Supporting energy-efficient buildings, sustainability and carbon reduction goals through the lens of thermal mass and reduced thermal bridging
Evaluating a building’s energy efficiency is complex, but one of the most widely understood factors is exterior wall R-Values. Typically, the higher the R-Value, the more energy-efficient the building. This, and all other contributing factors, including thermal mass benefits, are outlined in ASHRAE 90.1 – Energy Standard for Buildings Except Low-Rise Residential Buildings. This framework serves as the basis for almost every energy code in the United States.
When examining how lightweight CMU used in exterior walls can impact a building’s energy performance, there are two critical points of understanding beyond R-value: thermal mass and thermal bridging.
Thermal mass (or thermal inertia) describes the reluctance of a material or a wall to change temperature and its ability to absorb, store and later release significant amounts of energy. Lightweight CMU is slower to respond to temperature changes compared to many other building materials, including heavyweight CMU. This thermal lag, in combination with lightweight CMU’s high R-value, delays and reduces the peak energy load placed on power plants. Both factors contribute to a more energy-efficient envelope and in turn, support sustainability and carbon reduction goals.
Thermal lag is also sometimes referred to as the “flywheel effect.” As the outdoor air temperature fluctuates, lightweight CMU is slower to respond to these changes. When temperatures rise, lightweight CMU remains cooler. Alternately, with dropping air temperatures, it will not cool off as quickly as other building materials, including heavyweight CMU. The ability to moderate temperature swings plays a critical role in ensuring that a building’s HVAC systems can run efficiently. In turn, this helps conserve energy while providing comfortable indoor temperatures for building occupants.

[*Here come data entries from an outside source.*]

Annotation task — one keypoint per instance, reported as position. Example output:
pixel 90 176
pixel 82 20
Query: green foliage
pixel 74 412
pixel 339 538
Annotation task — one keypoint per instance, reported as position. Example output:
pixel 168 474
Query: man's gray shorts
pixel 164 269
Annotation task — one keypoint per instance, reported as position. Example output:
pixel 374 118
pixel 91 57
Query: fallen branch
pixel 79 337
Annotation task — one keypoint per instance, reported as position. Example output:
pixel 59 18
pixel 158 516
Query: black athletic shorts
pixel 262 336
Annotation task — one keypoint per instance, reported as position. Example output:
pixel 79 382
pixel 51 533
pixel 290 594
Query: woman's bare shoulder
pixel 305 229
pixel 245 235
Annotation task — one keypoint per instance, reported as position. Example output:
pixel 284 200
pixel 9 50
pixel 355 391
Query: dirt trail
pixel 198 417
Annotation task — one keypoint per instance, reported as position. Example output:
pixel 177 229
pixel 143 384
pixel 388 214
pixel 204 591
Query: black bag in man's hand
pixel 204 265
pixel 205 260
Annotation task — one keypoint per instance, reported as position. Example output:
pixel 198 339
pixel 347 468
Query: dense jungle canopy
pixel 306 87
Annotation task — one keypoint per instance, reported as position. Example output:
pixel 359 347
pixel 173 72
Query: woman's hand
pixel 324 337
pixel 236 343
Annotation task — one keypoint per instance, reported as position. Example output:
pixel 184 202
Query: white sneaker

The American Concrete Institute defines a thermal bridge as “a material or component having a higher thermal conductivity penetrating through a material or component having a lower thermal conductivity.” For example, metal studs or fasteners that penetrate insulation are thermal bridges. Similarly, although not as damaging as metal, the concrete cross webs in an insulated CMU are also thermal bridges. However, because lightweight aggregate is considered a highly-insulative material, lightweight concrete products made from it will also exhibit insulating properties. As a result, insulated lightweight CMU will deliver two to three times higher exterior wall R-values than a wall designed with insulated heavyweight CMU.
The growing emphasis on green design principles that support a project’s energy-efficiency, sustainability and carbon-reducing goals continues to challenge professionals and building owners alike. To meet this difficulty, architects and designers are specifying high-performance building materials and products that support energy-wise building construction. In turn, the concrete masonry industry can continue to make its contribution to a greener and healthier planet.